Franz Kettenmeyer s'envoyait son troisième Jack Daniels devant le regard réprobateur de son ami John Owl.

— Tu sais bien que je n'aime pas l'avion, dit Franz. Imagine qu'à chaque fois que tu prends le métro tu aies des crises d'angoisse, et tu comprendras ce que je ressens.

— Je le conçois aisément. En revanche, je n'ose pas imaginer l'état dans lequel tu seras lors de ton retour à Genève.

— Moi je l'imagine bien, et je m'en contrefiche. Ta sobriété n'a d'égale que ton talent à habiller notre mariée financière, mais elle ne t'autorise pas à me donner des leçons. Tu ressembles à un mormon face à un irlandais un soir de St Patrick.

— Arrête avec tes métaphores à la con, Franz. Je m'inquiète pour ta santé, c'est tout... et sache que la manière dont nous validons tes comptes n'a rien d'illégal.

— J'espère bien !

— Heureusement que tu n'entres en décadence que lorsque tu te déplaces, dit John en levant son verre de Perrier.

— Heureusement que je me déplace peu, surtout. D'ailleurs, je commence à passer pour un snob au sein du comité de direction. J'ai personnellement veillé à réduire drastiquement les frais de déplacement au sein du groupe, j'ai fait déployer des systèmes de vidéoconférence partout, mais lorsque j'utilise mon Falcon, je ne montre vraiment pas l'exemple.

— Et ça te donne des remords, sans doute ?

Franz contempla avec satisfaction son verre bientôt vide.

— Pas le moins du monde.

— Je m'en doutais.

— Mes heures de vol ont un caractère intégralement professionnel. On ne peut pas en dire autant de Dieter et Gerhard.

— Ils vont bien, tes frangins ?

— Dieter sèche, Gerhard engraisse. Et ce ne sont pas les secousses qui l'agitent quand il s'envoie ses putes de luxe qui vont compenser ses excès de table.

John ne put s'empêcher de sourire :

— Je vois que tu considères Gerhard toujours avec autant de nuance.

— Je ne partage ni ses jeux, ni son mode de vie, c'est tout. Ne te méprends pas, John : mes frères sont tous deux très compétents dans leur domaine. Mais s'ils étaient vraiment aux commandes du groupe, nous aurions été servis au petit-déjeuner d'un de vos géants de l’agroalimentaire depuis longtemps.

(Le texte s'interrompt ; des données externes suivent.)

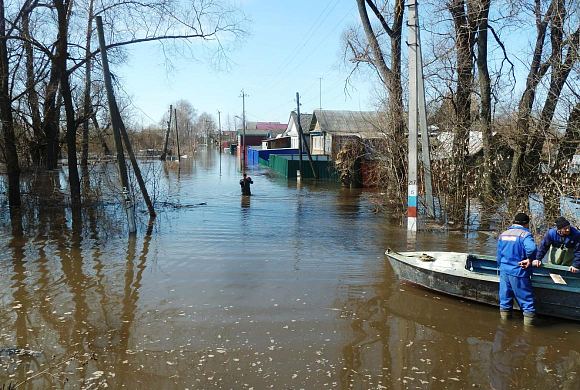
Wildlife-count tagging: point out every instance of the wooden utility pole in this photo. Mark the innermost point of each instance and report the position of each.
(417, 119)
(115, 123)
(303, 139)
(134, 163)
(220, 130)
(243, 95)
(425, 147)
(299, 136)
(176, 134)
(164, 154)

— Je sais. Pas mal de mes confrères m'ont confié l'étonnement de leurs clients : dans votre secteur d'activités, vous êtes la dernière entreprise entièrement familiale en Europe. Pour eux, votre existence est un non-sens intégral.

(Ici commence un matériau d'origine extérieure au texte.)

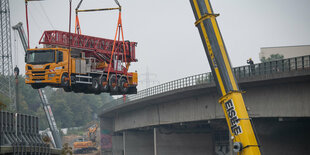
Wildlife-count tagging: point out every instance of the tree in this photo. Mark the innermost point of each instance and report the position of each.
(272, 57)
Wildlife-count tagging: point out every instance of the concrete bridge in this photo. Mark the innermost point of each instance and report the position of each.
(183, 116)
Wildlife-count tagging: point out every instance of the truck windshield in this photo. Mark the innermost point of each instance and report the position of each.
(40, 57)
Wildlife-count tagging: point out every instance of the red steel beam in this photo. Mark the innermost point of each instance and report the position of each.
(89, 43)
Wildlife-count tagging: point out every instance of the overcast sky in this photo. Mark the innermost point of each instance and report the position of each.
(169, 44)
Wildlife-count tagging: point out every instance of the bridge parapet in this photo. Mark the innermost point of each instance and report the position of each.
(241, 73)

Franz s'était jusqu'ici montré jovial malgré son appréhension du vol au-dessus de l'Atlantique, mais subitement, toute trace d'ébriété disparut. C'est ce que John appréciait le plus chez son ami : en toute circonstance il pouvait redevenir le capitaine d'entreprise que les médias glorifiaient régulièrement.

— Je ne suis pas surpris, John. Il y a encore des choses auxquelles vos rapaces financiers sont allergiques par principe. Même au plus profond de la crise financière en 2009, il s'en est encore trouvé pour vouloir prendre des parts de marché dans nos propres fiefs.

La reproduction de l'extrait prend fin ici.